More on Benedict, Abuse
Tim Rutton at the LA Times chimes in, noting that Benedict’s tough talk to the Irish bishops, if applied closer to home, well….
A couple points:
1. The core of the really corrosive moral problem is the cover-up by bishops and, perhaps, the Vatican. Positions that offer access to vulnerable people will draw those who want to victimize them. Simple as that. The question is what you do with them. When the scandal broke in MA, someone from another, much smaller, denomination (I’m sorry I forget which,) was asked “Do you have pedophiles among your ministers?” The response was “Yes, two–they’re in jail.” Only now, with the resignation of one Irish bishop, are we beginning to see anything like real accountability. (Or will that Irish bishop also get a comfy sinecure in Rome like Cardinal Law did? Remember, most or all of Cardinal Law’s enforcers were promoted to their own dioceses.)
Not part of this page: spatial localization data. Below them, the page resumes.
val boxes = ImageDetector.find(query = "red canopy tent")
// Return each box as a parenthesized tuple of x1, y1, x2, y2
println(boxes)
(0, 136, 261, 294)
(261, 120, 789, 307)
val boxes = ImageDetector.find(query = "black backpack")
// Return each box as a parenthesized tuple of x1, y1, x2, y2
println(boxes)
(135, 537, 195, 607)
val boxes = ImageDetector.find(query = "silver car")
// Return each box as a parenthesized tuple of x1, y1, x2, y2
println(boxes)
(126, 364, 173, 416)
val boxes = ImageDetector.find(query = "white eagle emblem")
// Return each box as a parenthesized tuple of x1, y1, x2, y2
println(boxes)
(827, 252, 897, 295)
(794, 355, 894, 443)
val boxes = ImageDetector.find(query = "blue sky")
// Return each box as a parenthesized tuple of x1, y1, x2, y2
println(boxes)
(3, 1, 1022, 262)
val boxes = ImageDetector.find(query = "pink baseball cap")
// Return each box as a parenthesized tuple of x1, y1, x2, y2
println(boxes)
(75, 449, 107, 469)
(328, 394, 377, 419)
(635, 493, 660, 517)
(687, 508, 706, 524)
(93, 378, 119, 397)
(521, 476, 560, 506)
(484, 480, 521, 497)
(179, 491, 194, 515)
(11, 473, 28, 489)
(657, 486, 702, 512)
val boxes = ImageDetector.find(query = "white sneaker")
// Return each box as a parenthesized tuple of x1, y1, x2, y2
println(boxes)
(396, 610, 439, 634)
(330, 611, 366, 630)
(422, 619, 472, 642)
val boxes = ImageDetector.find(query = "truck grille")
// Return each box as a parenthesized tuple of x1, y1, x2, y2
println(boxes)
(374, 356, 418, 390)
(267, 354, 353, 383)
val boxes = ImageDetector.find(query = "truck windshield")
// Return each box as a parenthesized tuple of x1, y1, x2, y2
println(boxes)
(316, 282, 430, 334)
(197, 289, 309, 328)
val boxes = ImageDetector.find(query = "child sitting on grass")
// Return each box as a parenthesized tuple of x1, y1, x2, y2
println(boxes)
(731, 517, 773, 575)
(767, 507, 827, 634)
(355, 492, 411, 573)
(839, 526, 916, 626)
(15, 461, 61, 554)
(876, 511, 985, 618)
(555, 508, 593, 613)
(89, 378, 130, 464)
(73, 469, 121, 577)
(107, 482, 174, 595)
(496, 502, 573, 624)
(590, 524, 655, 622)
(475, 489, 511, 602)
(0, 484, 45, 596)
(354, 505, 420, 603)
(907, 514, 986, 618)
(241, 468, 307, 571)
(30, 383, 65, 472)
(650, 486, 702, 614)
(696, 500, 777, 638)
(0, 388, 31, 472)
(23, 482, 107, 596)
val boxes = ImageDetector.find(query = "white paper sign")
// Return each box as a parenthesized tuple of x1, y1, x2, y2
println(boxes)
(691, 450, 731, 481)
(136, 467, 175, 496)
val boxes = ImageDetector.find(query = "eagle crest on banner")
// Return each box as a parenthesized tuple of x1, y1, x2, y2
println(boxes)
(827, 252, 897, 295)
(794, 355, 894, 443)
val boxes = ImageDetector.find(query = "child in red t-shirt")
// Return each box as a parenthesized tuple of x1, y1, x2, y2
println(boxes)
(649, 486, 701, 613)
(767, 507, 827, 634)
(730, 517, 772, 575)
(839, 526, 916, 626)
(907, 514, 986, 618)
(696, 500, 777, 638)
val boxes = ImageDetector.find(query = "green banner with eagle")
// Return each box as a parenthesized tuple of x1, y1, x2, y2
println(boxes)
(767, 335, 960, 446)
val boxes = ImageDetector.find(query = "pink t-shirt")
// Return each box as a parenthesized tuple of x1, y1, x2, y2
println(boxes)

2. Andrew Sullivan draws an indirect connection to celibacy as a part of the problem, arguing from a psychological stance. But this is a matter of the priestly culture, afflicting the group, not just the individual.
But these indicate the need for a systemic approach to a systemic problem. I think it would involve real reform of the power structure, maiking it less unidirectionally top-down.
I think it would involve re-thinking our theology of ordination from one of ontological change, construed as elevation of the priest above the status of mere mortals, to one of functionality, wherein a priest is a person who does what a priest does, not a special, more Christ-like person.
What else would need to change?
I’m not talking procedural change here, (things like better screening of seminarians, windows in doors where priests are alone with people,) but structural, institutional change. People are calling for accountability, and structural change seems to be the key. So….what’s needed?